I am a convictional Protestant. I affirm all 5 of the Reformation Solas. If it wouldn’t offend my mother, I would have the face of Charles Spurgeon tattooed on my chest.

I’m in. All in. But that isn’t to say I’m on board with everything I see in contemporary evangelicalism.

Things are getting squirrely out there and the neighbours are starting to notice. Thankfully, the leaders within evangelicalism are starting to notice as well. John MacArthur went on the record over a year ago declaring that the word “evangelical” was no longer useful as a general descriptive term for our movement. It means so much that it means basically nothing. More recently, Russell Moore has questioned whether the term is worth keeping given how broad and untethered the evangelical armada has now become. This isn’t your grandfather’s evangelicalism. This is not “Big Tent Billy Graham” evangelicalism. This is a rolling tire fire. Our movement has become a mob, and it’s time to take that seriously.

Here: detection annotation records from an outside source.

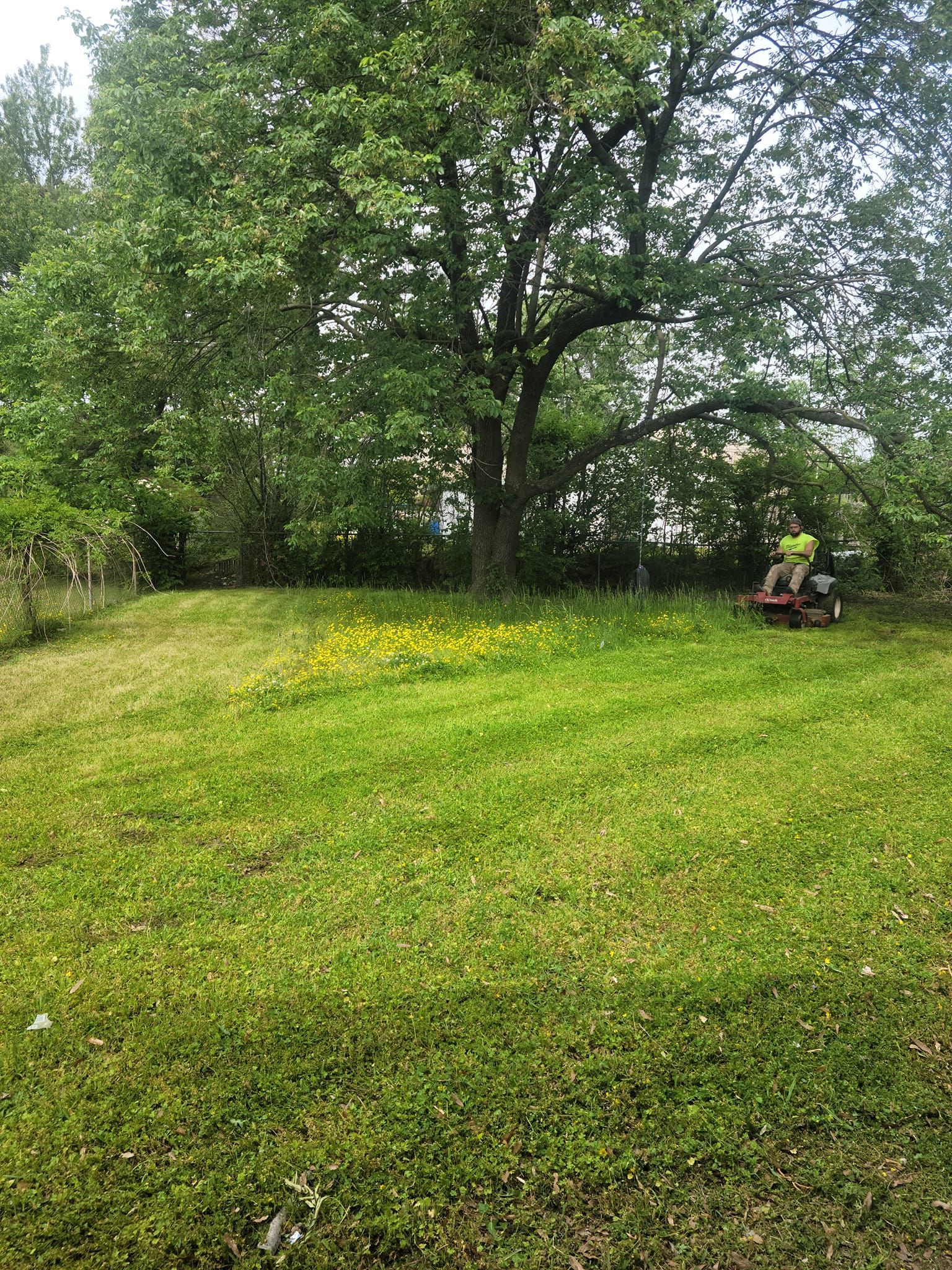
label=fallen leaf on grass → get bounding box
[258,1208,286,1253]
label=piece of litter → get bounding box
[258,1208,284,1252]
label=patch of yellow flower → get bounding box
[230,613,599,705]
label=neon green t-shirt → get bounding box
[781,530,816,564]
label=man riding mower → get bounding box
[738,515,843,630]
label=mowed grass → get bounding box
[0,590,952,1270]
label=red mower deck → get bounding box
[738,589,831,630]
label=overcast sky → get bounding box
[0,0,121,114]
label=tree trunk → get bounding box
[471,417,503,596]
[490,367,549,600]
[490,503,526,600]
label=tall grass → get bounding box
[230,589,752,709]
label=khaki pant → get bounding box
[764,562,810,596]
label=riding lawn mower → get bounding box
[738,553,843,630]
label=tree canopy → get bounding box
[2,0,952,589]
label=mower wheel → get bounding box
[818,590,843,623]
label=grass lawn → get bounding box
[0,590,952,1270]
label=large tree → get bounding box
[45,0,948,589]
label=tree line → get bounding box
[0,0,952,592]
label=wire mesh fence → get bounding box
[0,573,134,647]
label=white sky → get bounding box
[0,0,121,114]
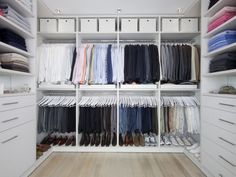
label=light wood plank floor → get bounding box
[30,153,205,177]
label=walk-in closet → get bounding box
[0,0,236,177]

I’ve had a number of conversations recently with former evangelicals who have left our tribe and joined up with the Roman Catholics. What each of those people have in common is a critical concern with the amount of unfettered theological and ethical diversity on display within the evangelical movement.

That’s a fair criticism, and while I accept their diagnosis, I reject their prescription. I’m not ready to get back on the Big Catholic Bus. I am however ready to repent and to call for another reformation.

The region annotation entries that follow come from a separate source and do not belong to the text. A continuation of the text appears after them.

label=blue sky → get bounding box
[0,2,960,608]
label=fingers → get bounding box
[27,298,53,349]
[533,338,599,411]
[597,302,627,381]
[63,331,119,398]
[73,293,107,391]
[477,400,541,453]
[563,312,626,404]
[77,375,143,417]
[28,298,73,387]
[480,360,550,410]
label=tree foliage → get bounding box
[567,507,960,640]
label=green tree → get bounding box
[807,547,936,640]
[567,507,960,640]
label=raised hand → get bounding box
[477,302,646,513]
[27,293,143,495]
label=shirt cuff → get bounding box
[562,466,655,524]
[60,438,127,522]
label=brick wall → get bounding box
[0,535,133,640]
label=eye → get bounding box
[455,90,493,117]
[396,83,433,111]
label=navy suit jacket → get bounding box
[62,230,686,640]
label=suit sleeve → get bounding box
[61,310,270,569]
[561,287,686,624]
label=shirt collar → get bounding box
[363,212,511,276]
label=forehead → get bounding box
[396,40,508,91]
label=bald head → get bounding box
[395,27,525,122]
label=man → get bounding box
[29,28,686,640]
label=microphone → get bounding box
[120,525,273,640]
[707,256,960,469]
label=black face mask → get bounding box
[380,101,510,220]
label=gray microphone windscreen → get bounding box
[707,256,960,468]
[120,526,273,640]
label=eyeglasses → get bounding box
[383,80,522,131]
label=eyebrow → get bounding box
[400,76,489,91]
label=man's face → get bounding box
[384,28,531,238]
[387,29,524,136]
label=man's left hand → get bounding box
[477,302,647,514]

Along with my spiritual grandparents, I still believe that back is the way forward. Yes we are a mess now, but just a few generations ago we were enjoying the favour of God. Let’s go back! Let’s not abandon the project – let’s just admit that we’ve made a few bad turns.

Let’s return to the Rock from which we were hewn and the Quarry from which we were dug. In specific, I’m calling on my people – my tribe – to do the following:

Let’s Recommit to Whole Bible Reading, Studying and Preaching

The principle of Sola Scriptura only works if you actually read the Bible! Our Catholic friends are right! Evangelicalism is not a movement without a Pope, it is a movement overrun with Popes! Every person seems to be pulling new doctrines straight out of the air! Long gone are the days when we were humble and contrite and trembling before the Word of God.

Now we have pastors who mock other pastors for preaching from the Bible!

Now we have 10 sermons on whatever I’m interested in today!

Now we have “Jesus Calling” and the Kansas City Prophets, but where are the people of the book?!

What happened to “when the Bible speaks, God speaks”?

How did we get from there to here?

I don’t know that, but I do know this: I know the way back! Back is easy! All we have to do is read, study and preach the Word of God! Let’s do that again and let the chips fall where they may.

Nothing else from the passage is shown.